The agreement marks a further push by Netflix to stream movies to homes directly via personal computers, game consoles, Blu-ray players and TVs, and away from its rent-by-mail method. Netflix is trying to get its customers to view movies online so it can save on postage costs. Its shares jumped more than 6 percent.
The deal vastly increases the amount Netflix spends on streaming movies annually. It spent $117 million in the first six months this year on streaming, up from $31 million a year ago. The new deal adds roughly $200 million a year to that tab.
Epix, the pay TV channel launched last October by Viacom Inc.'s Paramount Pictures, Metro-Goldwyn-Mayer Inc. and Lions Gate Entertainment Corp., will make the movies, including new releases, available to Netflix 90 days after they premiere on premium pay TV and subscription on-demand.
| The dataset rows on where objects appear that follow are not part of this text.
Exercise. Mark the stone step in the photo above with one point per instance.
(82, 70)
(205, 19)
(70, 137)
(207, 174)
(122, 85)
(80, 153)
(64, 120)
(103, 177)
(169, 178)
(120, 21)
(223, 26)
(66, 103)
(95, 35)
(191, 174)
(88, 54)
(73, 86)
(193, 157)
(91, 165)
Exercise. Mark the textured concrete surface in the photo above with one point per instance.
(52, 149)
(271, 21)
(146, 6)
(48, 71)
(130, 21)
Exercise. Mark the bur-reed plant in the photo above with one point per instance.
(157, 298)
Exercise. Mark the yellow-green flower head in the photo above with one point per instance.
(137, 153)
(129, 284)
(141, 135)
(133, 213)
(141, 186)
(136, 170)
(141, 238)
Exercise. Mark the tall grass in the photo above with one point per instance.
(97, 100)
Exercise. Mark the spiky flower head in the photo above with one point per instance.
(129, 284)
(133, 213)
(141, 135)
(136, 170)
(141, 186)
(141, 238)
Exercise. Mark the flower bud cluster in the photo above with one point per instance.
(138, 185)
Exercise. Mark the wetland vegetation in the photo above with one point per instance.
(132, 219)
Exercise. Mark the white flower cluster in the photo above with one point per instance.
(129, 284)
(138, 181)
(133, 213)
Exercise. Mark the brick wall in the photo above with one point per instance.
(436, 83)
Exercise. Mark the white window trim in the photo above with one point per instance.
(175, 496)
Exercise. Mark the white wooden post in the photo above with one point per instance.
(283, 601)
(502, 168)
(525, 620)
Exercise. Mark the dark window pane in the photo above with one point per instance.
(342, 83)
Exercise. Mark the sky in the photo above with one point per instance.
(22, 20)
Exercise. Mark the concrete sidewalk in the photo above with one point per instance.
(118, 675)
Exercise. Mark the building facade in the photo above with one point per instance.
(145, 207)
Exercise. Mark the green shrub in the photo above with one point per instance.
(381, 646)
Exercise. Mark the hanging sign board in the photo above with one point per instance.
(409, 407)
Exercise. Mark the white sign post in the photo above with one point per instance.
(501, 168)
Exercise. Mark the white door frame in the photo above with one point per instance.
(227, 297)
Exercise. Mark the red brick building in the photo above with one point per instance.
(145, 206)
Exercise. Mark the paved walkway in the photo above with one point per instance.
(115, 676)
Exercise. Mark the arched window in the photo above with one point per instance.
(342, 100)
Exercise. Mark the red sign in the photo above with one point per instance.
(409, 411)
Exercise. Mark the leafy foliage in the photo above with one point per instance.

Epix holds subscription pay TV rights to new releases and movies from its partners' libraries.
"Coupled with our other carriage deals, this makes Epix immediately profitable," Lions Gate CEO Jon Feltheimer told analysts on a conference call Tuesday.
Netflix said that previously these rights to distribute films are pre-sold to pay TV for up to nine years after a movie's theatrical release. The deal means it can add many more popular movies from major studios.
Shares of Netflix rose $7.62, or 6.5 percent, to $124.52 on heavy volume in midday trading Tuesday. Viacom's Class B shares were up 6 cents at $33.73 and Lions Gate shares rose 2 cents to $6.60. MGM is privately held.
Michael Liedtke reported from San Francisco.